I’m sure in our large clan there was plenty of both, though I won’t be saying who I think was on which side. Instead I’ll share my perspective.
The reunion weekend started with Hubby and I and our kids and the angels all going to the family cemetery to put new headstones (post Katrina) on my parents’ graves and to put flowers on them and my brothers’ graves. It was emotional. It was moving. The children heard some familiar stories about this or that one–we’re related to everyone buried there–and the angels heard stories of their roots.
Not all the stories were pretty ones. Lives are messy and families are too. But they were honest, and both weave the fabric of where we come from and help us identify with how and why we are who we are.
Then there was a cookout at a beloved cousin’s and I met her new husband–an artist and very kind man–and I got to see cousins and their children and some’s children’s children. That was an unspeakable treat.
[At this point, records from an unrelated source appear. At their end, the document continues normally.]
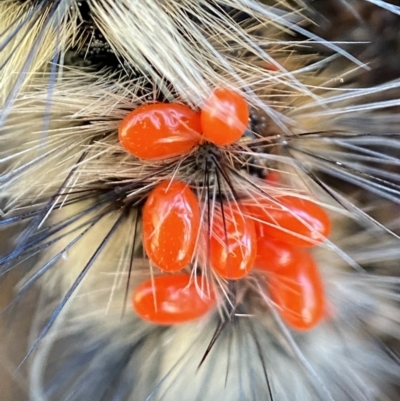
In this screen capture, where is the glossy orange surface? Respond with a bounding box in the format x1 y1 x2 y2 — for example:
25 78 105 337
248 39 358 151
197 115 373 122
118 103 201 160
142 181 200 272
210 203 257 280
268 251 326 331
201 89 249 146
132 274 216 325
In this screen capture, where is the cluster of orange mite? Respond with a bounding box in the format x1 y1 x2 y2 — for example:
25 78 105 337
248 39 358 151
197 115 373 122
119 89 331 330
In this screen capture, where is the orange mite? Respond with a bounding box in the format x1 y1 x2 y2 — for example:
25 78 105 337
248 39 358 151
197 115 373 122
118 103 201 160
142 181 200 272
268 249 327 331
132 274 216 325
201 89 249 146
210 203 257 280
246 196 331 247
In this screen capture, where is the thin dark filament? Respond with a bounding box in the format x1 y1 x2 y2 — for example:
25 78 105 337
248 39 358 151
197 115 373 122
0 209 106 317
121 209 139 319
284 148 400 241
288 145 400 195
0 148 87 268
0 0 65 126
16 208 125 372
248 322 274 401
0 197 109 266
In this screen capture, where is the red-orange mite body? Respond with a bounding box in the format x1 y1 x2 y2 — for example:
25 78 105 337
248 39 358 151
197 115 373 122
246 196 331 247
118 103 201 160
201 89 249 146
143 181 200 272
132 274 216 325
268 250 326 331
210 203 257 280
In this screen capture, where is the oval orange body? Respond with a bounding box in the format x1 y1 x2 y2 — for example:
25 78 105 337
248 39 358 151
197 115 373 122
201 89 249 146
210 203 257 280
118 103 201 160
246 196 331 247
268 252 326 330
132 274 216 325
142 181 200 272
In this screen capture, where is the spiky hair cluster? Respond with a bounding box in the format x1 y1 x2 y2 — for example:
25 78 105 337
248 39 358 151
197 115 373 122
0 0 400 401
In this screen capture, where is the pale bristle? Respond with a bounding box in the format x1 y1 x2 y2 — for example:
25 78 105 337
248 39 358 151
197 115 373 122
0 0 400 401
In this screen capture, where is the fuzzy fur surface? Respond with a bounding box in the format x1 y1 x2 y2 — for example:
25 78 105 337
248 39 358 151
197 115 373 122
0 0 400 401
The next day was the official reunion. One aunt who is ill couldn’t be there. I missed her. But oh how wonderful it was to see the others and to hear what’s up in their lives. To see the children of an aunt I was very close to who’s passed on. Many of them have their own angels now and what a lovely bunch.
I won’t be dismissive of the bittersweet angle of this. There definitely was one. As I sat among the clan and looked around I was moved by those who had been there in the past but are no longer with us. There were a lot of people in that group. So many I found myself with stinging eyes and an aching heart.
But I remembered them, and saw bits of them in their children and grandchildren and that acted like a salve on an open wound.
And that is why the effort of making those family reunions is worth it. More than worth it. Because one day we’re all going to be sitting there looking back at the empty seats and remembering. We’ll laugh, we’ll cry, we’ll live.
And that we live, with our families… well, that’s the majesty in life.
Being there meant the world to me. That my kids and grands got a sense of their people was priceless.